New cancer research offers a way out of painful effects of chemotherapy

One of the most effective ways of treating cancer today is ‘chemotherapy’. However, chemotherapy attacks cancerous cells as well as other normal cells in the body due to which the condition of a cancer patient worsens for a few days.

Indian researchers have now discovered a technique whose therapy will only attack cancerous cells and not harm the rest of the body’s cells. The micro-RNA developed by researchers from the Banaras Hindu University (BHU) specifically kills cervical cancer cells. The currently available treatments for cervical cancer are chemotherapy and radiotherapy, but it also has an effect on non-cancerous cells, which is quite harmful and toxic. The findings of the study could pave the way for the development of micro-RNA therapy that is not harmful for the treatment of cervical cancer in the future.

This micro-RNA has been discovered by a team of researchers from BHU led by Samarendra Kumar Singh, Assistant Professor, School of Biotechnology, Institute of Science, BHU. During the study, Singh and his Ph. D student Garima Singh demonstrated that a human micro-RNA, miR-34a, kills the viral E6 gene, which in turn shuts down an oncogenic cell cycle factor, and kills only cervical cancer cells.

This discovery is of utmost importance in the context of developing a safe and specific therapy in the management of cervical cancer. During the study, the researchers found that no ill-effects were seen on normal or non-cancerous cells.

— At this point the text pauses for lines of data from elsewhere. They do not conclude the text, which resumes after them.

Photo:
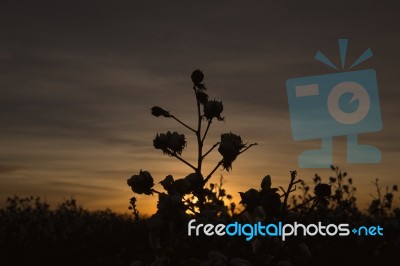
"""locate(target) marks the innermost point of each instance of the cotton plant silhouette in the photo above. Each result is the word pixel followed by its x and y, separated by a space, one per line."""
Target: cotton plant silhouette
pixel 191 193
pixel 198 196
pixel 194 196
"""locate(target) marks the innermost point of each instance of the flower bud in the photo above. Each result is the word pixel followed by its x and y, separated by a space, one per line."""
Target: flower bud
pixel 158 111
pixel 177 142
pixel 202 97
pixel 266 183
pixel 250 198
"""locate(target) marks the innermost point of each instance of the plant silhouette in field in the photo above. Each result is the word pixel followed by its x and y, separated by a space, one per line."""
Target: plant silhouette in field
pixel 195 196
pixel 33 233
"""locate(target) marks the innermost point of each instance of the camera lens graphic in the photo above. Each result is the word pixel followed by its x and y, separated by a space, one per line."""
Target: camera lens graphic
pixel 359 93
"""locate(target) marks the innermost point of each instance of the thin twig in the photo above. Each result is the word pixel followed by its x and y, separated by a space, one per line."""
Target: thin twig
pixel 213 147
pixel 248 147
pixel 205 133
pixel 184 161
pixel 213 171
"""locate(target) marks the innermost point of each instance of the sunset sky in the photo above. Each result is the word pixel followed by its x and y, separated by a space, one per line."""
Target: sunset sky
pixel 78 79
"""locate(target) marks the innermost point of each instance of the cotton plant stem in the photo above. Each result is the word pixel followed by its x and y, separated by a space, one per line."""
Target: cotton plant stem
pixel 182 123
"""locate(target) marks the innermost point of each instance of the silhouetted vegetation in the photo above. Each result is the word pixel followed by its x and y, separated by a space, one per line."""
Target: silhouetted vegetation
pixel 196 197
pixel 32 233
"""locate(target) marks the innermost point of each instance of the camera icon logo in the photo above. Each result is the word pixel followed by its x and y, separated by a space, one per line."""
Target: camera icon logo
pixel 344 103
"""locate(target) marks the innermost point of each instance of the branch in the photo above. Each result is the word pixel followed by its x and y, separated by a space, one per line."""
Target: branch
pixel 180 122
pixel 183 160
pixel 213 171
pixel 213 147
pixel 205 133
pixel 248 147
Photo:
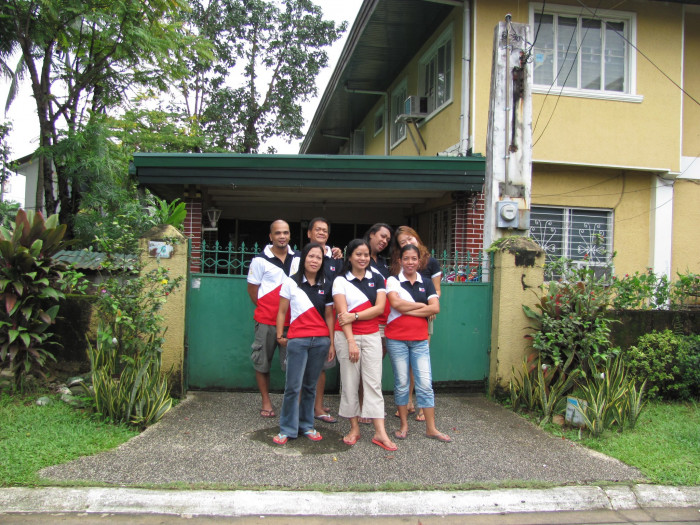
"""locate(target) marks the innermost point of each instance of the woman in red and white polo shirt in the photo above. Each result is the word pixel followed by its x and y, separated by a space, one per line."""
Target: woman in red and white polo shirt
pixel 413 299
pixel 359 295
pixel 308 294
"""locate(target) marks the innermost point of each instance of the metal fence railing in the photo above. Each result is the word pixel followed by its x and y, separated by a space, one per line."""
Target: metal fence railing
pixel 217 259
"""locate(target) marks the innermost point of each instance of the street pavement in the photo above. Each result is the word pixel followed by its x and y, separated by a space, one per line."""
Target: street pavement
pixel 212 458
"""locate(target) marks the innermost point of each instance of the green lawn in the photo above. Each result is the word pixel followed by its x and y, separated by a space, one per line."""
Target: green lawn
pixel 665 444
pixel 33 437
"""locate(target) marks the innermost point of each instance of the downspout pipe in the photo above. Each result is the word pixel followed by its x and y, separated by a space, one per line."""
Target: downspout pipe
pixel 386 111
pixel 465 125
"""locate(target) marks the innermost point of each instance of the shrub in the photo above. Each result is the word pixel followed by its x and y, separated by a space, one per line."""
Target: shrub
pixel 640 291
pixel 571 322
pixel 669 362
pixel 29 291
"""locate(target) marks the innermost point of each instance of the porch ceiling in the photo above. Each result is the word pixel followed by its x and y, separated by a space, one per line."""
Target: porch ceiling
pixel 248 183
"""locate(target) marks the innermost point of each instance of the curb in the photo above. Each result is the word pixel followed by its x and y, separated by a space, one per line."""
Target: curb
pixel 300 503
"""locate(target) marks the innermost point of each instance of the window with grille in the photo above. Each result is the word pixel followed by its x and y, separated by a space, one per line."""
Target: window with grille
pixel 583 235
pixel 398 129
pixel 436 73
pixel 583 49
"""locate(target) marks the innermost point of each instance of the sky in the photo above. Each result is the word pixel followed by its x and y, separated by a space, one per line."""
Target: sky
pixel 25 130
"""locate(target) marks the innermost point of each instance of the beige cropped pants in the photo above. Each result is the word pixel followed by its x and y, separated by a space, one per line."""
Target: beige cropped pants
pixel 367 370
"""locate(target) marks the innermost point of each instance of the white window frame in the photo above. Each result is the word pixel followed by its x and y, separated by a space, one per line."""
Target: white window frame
pixel 630 79
pixel 378 115
pixel 444 40
pixel 398 98
pixel 567 212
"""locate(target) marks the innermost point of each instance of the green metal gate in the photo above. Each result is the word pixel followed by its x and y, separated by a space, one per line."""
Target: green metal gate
pixel 220 325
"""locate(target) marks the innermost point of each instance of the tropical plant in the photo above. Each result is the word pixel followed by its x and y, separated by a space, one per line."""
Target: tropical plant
pixel 669 362
pixel 541 387
pixel 28 275
pixel 640 291
pixel 571 320
pixel 129 385
pixel 612 398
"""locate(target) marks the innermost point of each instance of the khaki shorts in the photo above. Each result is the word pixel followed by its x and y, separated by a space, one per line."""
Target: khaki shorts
pixel 264 347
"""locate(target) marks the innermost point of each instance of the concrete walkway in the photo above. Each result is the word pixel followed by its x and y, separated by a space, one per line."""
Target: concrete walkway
pixel 218 441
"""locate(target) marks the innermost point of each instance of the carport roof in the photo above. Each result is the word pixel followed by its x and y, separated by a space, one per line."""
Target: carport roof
pixel 336 176
pixel 316 171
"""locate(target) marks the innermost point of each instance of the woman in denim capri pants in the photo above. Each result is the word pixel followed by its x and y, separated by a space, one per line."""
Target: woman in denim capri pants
pixel 308 294
pixel 413 299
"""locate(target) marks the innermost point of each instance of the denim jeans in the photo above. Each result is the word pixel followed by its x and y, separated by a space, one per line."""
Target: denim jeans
pixel 417 354
pixel 305 358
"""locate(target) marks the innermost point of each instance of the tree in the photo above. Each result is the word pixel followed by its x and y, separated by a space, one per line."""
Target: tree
pixel 82 57
pixel 267 54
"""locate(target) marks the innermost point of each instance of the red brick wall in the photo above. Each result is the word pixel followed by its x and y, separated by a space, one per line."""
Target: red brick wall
pixel 468 227
pixel 193 231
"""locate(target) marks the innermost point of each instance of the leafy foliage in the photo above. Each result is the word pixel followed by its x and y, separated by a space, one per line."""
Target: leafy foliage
pixel 612 399
pixel 570 323
pixel 669 362
pixel 541 387
pixel 685 292
pixel 126 360
pixel 27 293
pixel 82 58
pixel 640 291
pixel 266 57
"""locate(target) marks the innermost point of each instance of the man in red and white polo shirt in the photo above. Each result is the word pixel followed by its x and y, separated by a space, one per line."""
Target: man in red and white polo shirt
pixel 267 272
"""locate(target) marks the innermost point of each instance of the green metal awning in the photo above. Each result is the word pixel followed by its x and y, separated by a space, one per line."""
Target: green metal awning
pixel 252 185
pixel 312 171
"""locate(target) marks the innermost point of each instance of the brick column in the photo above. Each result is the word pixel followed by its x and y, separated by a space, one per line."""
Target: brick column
pixel 193 231
pixel 475 224
pixel 468 225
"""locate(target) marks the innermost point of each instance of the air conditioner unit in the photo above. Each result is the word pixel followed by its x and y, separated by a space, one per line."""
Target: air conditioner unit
pixel 416 106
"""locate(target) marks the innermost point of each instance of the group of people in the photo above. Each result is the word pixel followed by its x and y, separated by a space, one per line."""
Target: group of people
pixel 319 309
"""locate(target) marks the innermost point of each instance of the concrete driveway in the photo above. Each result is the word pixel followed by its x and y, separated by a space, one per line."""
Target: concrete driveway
pixel 219 440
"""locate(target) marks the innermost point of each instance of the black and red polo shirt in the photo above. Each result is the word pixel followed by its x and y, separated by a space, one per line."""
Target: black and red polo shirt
pixel 331 267
pixel 307 307
pixel 360 294
pixel 268 272
pixel 406 327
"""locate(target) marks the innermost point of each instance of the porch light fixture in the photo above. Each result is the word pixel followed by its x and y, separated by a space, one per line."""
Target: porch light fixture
pixel 213 214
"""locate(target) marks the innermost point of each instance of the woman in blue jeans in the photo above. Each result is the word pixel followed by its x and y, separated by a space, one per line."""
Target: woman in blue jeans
pixel 413 299
pixel 308 294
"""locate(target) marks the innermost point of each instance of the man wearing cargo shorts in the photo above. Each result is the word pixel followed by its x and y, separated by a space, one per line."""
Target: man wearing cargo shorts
pixel 267 272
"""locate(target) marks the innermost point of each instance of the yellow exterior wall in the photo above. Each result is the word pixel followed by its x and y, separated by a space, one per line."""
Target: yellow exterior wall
pixel 691 83
pixel 627 193
pixel 173 311
pixel 602 132
pixel 686 218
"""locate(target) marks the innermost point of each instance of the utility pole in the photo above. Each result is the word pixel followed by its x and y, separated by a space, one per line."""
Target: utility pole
pixel 508 183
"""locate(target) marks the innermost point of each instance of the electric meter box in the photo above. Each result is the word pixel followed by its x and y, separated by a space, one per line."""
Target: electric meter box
pixel 507 214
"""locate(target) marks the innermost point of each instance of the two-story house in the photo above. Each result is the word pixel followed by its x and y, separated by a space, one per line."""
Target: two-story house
pixel 615 126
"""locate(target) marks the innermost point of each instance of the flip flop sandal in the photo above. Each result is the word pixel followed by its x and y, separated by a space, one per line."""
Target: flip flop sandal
pixel 326 418
pixel 350 441
pixel 440 437
pixel 280 439
pixel 313 435
pixel 385 447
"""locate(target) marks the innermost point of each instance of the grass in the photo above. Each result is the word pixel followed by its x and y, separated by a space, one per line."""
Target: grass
pixel 33 437
pixel 664 445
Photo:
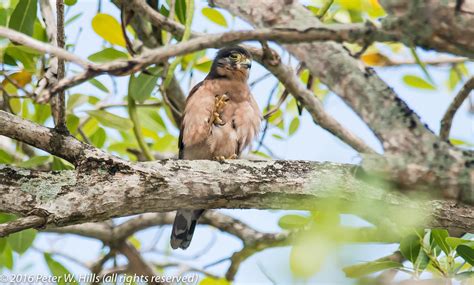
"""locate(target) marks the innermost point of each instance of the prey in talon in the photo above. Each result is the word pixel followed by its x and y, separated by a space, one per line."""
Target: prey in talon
pixel 220 102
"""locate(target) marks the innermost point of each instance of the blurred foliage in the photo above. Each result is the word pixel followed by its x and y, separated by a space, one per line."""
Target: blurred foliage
pixel 101 118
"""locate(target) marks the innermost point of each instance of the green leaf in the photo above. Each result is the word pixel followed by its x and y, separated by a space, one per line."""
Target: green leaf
pixel 70 2
pixel 454 242
pixel 140 87
pixel 5 157
pixel 215 16
pixel 359 270
pixel 466 252
pixel 291 222
pixel 3 244
pixel 6 258
pixel 107 55
pixel 410 247
pixel 439 236
pixel 295 123
pixel 110 120
pixel 58 270
pixel 21 241
pixel 23 17
pixel 417 82
pixel 34 161
pixel 180 10
pixel 99 85
pixel 98 138
pixel 108 28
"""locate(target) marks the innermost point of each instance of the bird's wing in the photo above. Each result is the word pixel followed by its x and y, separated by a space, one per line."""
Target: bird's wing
pixel 247 119
pixel 196 123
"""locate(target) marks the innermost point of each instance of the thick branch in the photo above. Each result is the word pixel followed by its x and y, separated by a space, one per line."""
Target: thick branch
pixel 453 107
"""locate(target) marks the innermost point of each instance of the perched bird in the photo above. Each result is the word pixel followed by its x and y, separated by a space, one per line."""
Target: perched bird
pixel 221 118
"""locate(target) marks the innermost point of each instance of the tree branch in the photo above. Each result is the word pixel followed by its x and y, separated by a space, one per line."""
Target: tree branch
pixel 23 39
pixel 453 107
pixel 21 224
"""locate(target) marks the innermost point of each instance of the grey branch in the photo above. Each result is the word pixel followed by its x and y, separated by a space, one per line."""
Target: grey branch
pixel 453 107
pixel 23 39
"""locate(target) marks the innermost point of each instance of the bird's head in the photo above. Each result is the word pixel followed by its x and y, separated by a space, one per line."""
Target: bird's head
pixel 232 62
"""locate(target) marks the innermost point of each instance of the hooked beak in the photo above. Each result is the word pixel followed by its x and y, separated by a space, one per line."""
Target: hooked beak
pixel 247 63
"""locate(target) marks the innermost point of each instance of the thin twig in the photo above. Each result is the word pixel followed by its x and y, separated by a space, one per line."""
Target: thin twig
pixel 447 120
pixel 23 39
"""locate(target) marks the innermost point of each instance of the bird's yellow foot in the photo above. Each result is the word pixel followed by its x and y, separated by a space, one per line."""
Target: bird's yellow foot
pixel 222 158
pixel 219 104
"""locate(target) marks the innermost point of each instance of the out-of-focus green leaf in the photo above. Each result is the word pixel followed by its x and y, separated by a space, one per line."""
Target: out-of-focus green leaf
pixel 421 64
pixel 70 2
pixel 42 113
pixel 39 32
pixel 3 244
pixel 108 28
pixel 21 241
pixel 439 236
pixel 291 222
pixel 90 127
pixel 72 122
pixel 278 137
pixel 98 138
pixel 61 164
pixel 76 100
pixel 151 119
pixel 6 258
pixel 3 17
pixel 167 143
pixel 107 55
pixel 180 10
pixel 466 252
pixel 454 242
pixel 422 261
pixel 215 16
pixel 72 19
pixel 26 59
pixel 141 86
pixel 34 162
pixel 111 120
pixel 307 257
pixel 454 79
pixel 294 125
pixel 58 270
pixel 359 270
pixel 135 242
pixel 23 17
pixel 410 247
pixel 5 157
pixel 417 82
pixel 99 85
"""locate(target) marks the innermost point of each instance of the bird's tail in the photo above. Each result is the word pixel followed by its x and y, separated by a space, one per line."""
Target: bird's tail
pixel 183 228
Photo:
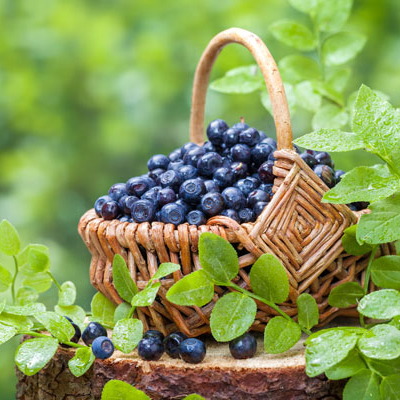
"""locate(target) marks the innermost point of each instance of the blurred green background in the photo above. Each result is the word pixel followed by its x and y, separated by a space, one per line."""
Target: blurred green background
pixel 89 90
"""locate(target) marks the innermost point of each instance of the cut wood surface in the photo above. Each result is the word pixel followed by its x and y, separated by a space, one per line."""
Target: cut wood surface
pixel 219 376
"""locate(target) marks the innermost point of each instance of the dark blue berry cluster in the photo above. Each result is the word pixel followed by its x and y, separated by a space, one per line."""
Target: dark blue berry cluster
pixel 231 175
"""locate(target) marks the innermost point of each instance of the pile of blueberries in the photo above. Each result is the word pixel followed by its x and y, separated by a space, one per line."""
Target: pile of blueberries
pixel 231 174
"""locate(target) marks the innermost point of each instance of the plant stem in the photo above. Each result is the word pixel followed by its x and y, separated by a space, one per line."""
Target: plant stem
pixel 14 279
pixel 268 303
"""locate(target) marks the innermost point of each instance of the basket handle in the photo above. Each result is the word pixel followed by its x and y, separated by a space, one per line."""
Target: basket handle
pixel 269 71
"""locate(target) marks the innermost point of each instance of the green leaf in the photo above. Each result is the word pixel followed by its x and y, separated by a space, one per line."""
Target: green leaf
pixel 123 281
pixel 27 295
pixel 280 335
pixel 38 260
pixel 345 295
pixel 350 366
pixel 80 363
pixel 5 279
pixel 390 387
pixel 293 34
pixel 350 244
pixel 41 282
pixel 329 116
pixel 117 390
pixel 102 309
pixel 383 304
pixel 385 272
pixel 307 310
pixel 378 123
pixel 332 15
pixel 147 296
pixel 232 316
pixel 164 270
pixel 362 386
pixel 126 334
pixel 327 348
pixel 194 289
pixel 268 279
pixel 240 80
pixel 307 97
pixel 67 296
pixel 57 325
pixel 9 239
pixel 296 68
pixel 76 313
pixel 342 47
pixel 330 140
pixel 122 311
pixel 6 333
pixel 33 354
pixel 363 184
pixel 305 6
pixel 385 345
pixel 382 225
pixel 218 257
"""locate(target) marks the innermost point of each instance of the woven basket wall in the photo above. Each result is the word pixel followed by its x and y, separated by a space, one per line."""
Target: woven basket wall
pixel 304 233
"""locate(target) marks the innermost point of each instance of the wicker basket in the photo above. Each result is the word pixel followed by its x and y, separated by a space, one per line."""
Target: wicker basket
pixel 302 232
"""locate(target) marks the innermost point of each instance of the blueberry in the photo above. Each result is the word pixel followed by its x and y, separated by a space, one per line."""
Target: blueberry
pixel 223 177
pixel 246 215
pixel 233 198
pixel 175 155
pixel 241 152
pixel 212 204
pixel 158 161
pixel 137 186
pixel 93 331
pixel 215 131
pixel 259 207
pixel 143 211
pixel 172 213
pixel 256 196
pixel 231 137
pixel 325 173
pixel 260 153
pixel 153 333
pixel 170 179
pixel 324 158
pixel 308 159
pixel 117 191
pixel 188 172
pixel 247 185
pixel 100 202
pixel 265 172
pixel 211 186
pixel 193 156
pixel 102 347
pixel 231 214
pixel 155 175
pixel 150 349
pixel 250 137
pixel 196 217
pixel 208 163
pixel 192 190
pixel 110 210
pixel 172 343
pixel 243 347
pixel 239 169
pixel 192 351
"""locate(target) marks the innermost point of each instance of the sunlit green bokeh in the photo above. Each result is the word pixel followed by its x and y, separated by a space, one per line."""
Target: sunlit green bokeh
pixel 89 90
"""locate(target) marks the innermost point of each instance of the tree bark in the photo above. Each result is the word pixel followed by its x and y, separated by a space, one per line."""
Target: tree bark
pixel 219 376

Upon completion, this study could be important towards developing specific treatment therapies for cervical cancer. The study findings have been published in BMC Cancer, one of the most prestigious journals in the field of cancer. This is the first study to show that miR-34a suppresses cancer cells by regulating the cell cycle.

High-risk human papillomavirus (HPV) is a factor in 99 per cent of cervical cancer cases by weakening the host cell’s multiple tumor suppressors and checkpoint factors. The viral protein also stabilises several oncogenic factors, including an essential cell cycle regulator Cdt2/ DTL which in turn promotes cell transformation and proliferation.